Thirdly, commissioners of end-of-life care do not have all the information they need to plan and monitor the delivery of high-quality care. Regrettably, one important source of information – the national survey of the view of bereaved relatives – was stopped in 2015. More recently, Marie Curie funded a smaller but similar survey, which showed wide variations in the quality of care provided to patients at the end of their lives. We need to ensure that all those working in the health and care service have a far better understanding of Palliative Care and those delivering the training and the time to deliver the highest quality of care.

These problems are not insoluble. The newly raised profile of end-of-life care and the development of a new ten-year plan for the NHS provides a once in a generation opportunity to get this right. To that end, Baroness Ilora Finlay and Rachael Maskell MP have established a palliative and end of life care commission to hear about what needs to be done and to make recommendations to government and parliament. I am honoured to have been asked to chair this commission, which will be solution focused. We will demonstrate how the solutions map onto the three shifts outlined by Wes Streeting, Secretary of State for Health and Social Care, towards prevention, digitalisation and community care. Earlier identification of people needing palliative care can anticipate problems and shift towards preventing suffering in patients and families. A shift to digital care through electronic patient records can share information between all relevant professionals and patients, wherever they are in the country. A shift from hospital to community care is already underway but can and must be accelerated to support people to live as well as possible despite their illness.

We must use the next few months to deliver changes which will benefit the hundreds of thousands of people who will die in this country this year and the increasing numbers of people who are expected to die in future years.

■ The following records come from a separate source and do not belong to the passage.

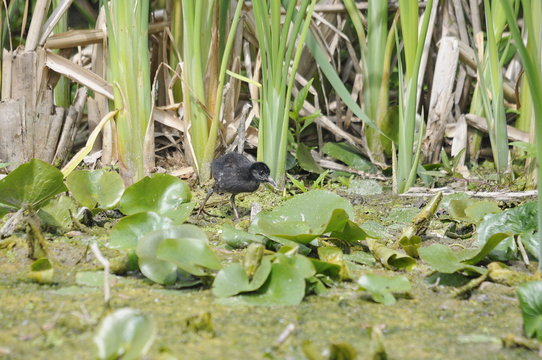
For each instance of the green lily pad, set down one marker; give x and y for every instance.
(184, 247)
(305, 217)
(305, 159)
(285, 284)
(239, 239)
(375, 229)
(126, 334)
(160, 193)
(530, 302)
(521, 220)
(335, 256)
(41, 271)
(383, 287)
(348, 155)
(96, 188)
(444, 260)
(130, 229)
(233, 279)
(472, 210)
(58, 212)
(364, 187)
(31, 184)
(390, 258)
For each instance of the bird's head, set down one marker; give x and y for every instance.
(260, 171)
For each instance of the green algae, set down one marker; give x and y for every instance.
(58, 321)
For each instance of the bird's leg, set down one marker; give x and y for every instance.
(232, 199)
(205, 201)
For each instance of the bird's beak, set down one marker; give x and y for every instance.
(272, 182)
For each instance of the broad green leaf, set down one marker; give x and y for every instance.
(160, 193)
(97, 188)
(375, 229)
(390, 258)
(383, 287)
(444, 260)
(233, 280)
(185, 247)
(364, 187)
(474, 256)
(349, 155)
(238, 239)
(42, 271)
(350, 233)
(284, 286)
(411, 244)
(130, 229)
(189, 252)
(58, 212)
(304, 217)
(181, 213)
(125, 334)
(530, 302)
(472, 210)
(334, 255)
(305, 159)
(31, 184)
(521, 220)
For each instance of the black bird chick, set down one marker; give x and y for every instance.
(234, 173)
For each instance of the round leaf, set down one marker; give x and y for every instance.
(233, 279)
(97, 188)
(304, 217)
(159, 193)
(129, 230)
(30, 184)
(186, 247)
(58, 212)
(382, 287)
(126, 334)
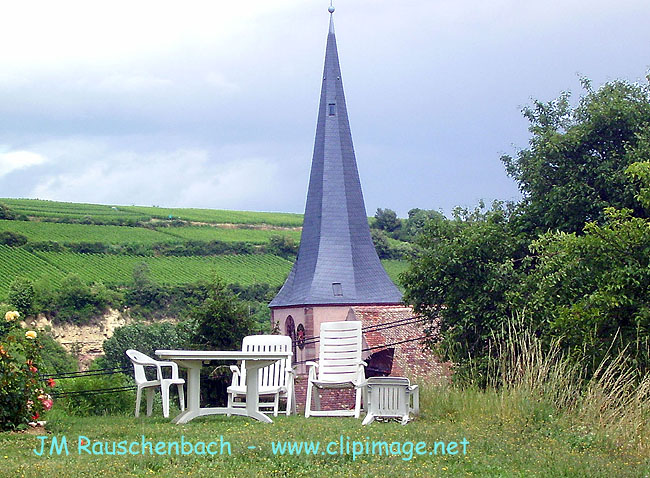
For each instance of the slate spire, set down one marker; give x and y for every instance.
(337, 262)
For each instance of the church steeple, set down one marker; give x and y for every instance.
(337, 262)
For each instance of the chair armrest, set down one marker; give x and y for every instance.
(312, 370)
(173, 366)
(236, 375)
(414, 392)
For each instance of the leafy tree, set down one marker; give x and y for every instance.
(380, 241)
(78, 302)
(282, 246)
(386, 220)
(222, 320)
(14, 239)
(416, 222)
(22, 296)
(145, 338)
(6, 212)
(463, 271)
(575, 165)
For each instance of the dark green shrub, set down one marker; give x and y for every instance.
(22, 394)
(22, 295)
(282, 246)
(13, 239)
(6, 213)
(145, 338)
(78, 403)
(222, 320)
(54, 357)
(77, 302)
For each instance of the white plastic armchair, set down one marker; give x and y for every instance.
(276, 380)
(140, 361)
(340, 366)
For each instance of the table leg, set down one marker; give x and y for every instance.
(193, 393)
(252, 392)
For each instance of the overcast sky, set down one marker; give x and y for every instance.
(213, 104)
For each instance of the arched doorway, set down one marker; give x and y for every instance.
(290, 330)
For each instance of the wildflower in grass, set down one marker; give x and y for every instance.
(46, 401)
(12, 315)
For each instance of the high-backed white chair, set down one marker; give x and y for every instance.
(140, 361)
(340, 366)
(276, 380)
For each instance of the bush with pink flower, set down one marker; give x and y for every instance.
(23, 397)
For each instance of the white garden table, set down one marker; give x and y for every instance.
(193, 360)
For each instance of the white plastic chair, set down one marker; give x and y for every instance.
(340, 366)
(391, 397)
(140, 361)
(276, 380)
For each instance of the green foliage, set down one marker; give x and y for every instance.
(575, 165)
(222, 320)
(283, 246)
(244, 233)
(640, 171)
(88, 404)
(21, 295)
(78, 302)
(54, 358)
(216, 216)
(463, 271)
(380, 241)
(386, 220)
(591, 291)
(417, 221)
(13, 239)
(42, 231)
(6, 212)
(22, 397)
(145, 338)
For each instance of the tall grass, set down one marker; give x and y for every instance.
(533, 384)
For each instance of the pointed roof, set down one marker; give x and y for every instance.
(337, 262)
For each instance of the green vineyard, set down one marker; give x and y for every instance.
(229, 234)
(118, 269)
(54, 209)
(38, 231)
(218, 216)
(255, 228)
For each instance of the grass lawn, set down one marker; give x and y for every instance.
(507, 438)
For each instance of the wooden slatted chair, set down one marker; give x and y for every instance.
(276, 380)
(140, 361)
(340, 366)
(392, 397)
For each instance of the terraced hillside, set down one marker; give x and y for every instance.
(50, 234)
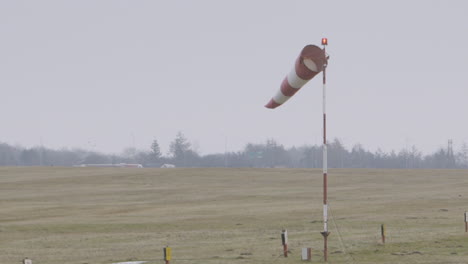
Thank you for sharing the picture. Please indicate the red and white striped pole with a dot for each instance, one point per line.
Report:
(325, 232)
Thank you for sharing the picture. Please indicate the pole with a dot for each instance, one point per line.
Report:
(383, 233)
(284, 239)
(466, 222)
(325, 232)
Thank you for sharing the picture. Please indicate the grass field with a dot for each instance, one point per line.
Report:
(105, 215)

***The Commission’s first report, Palliative Care and End-of-Life Care: Opportunities for England’ (Volume 1), is being launched today in Parliament at 6pm.***

Professor Sir Mike Richards

Professor Sir Mike Richards was a hospital physician for more than 20 years. He was a consultant medical oncologist between 1986 and 1995, and Professor of Palliative Medicine at Guy’s and St Thomas’ Hospitals between 1995 and 1999. In 1999 Sir Mike was appointed the National Cancer Director at the Department of Health, where he led the development and implementation of the NHS Cancer Plan in 2000, the Cancer Reform Strategy in 2007 and Improving Outcomes: A strategy for cancer in 2011. Between 2013 and 2017 he was the Care Quality Commission’s Chief Inspector of Hospitals. He later led reviews of adult screening and diagnostic services for NHS England. In April 2022 he was appointed as Chair of the UK National Screening Committee.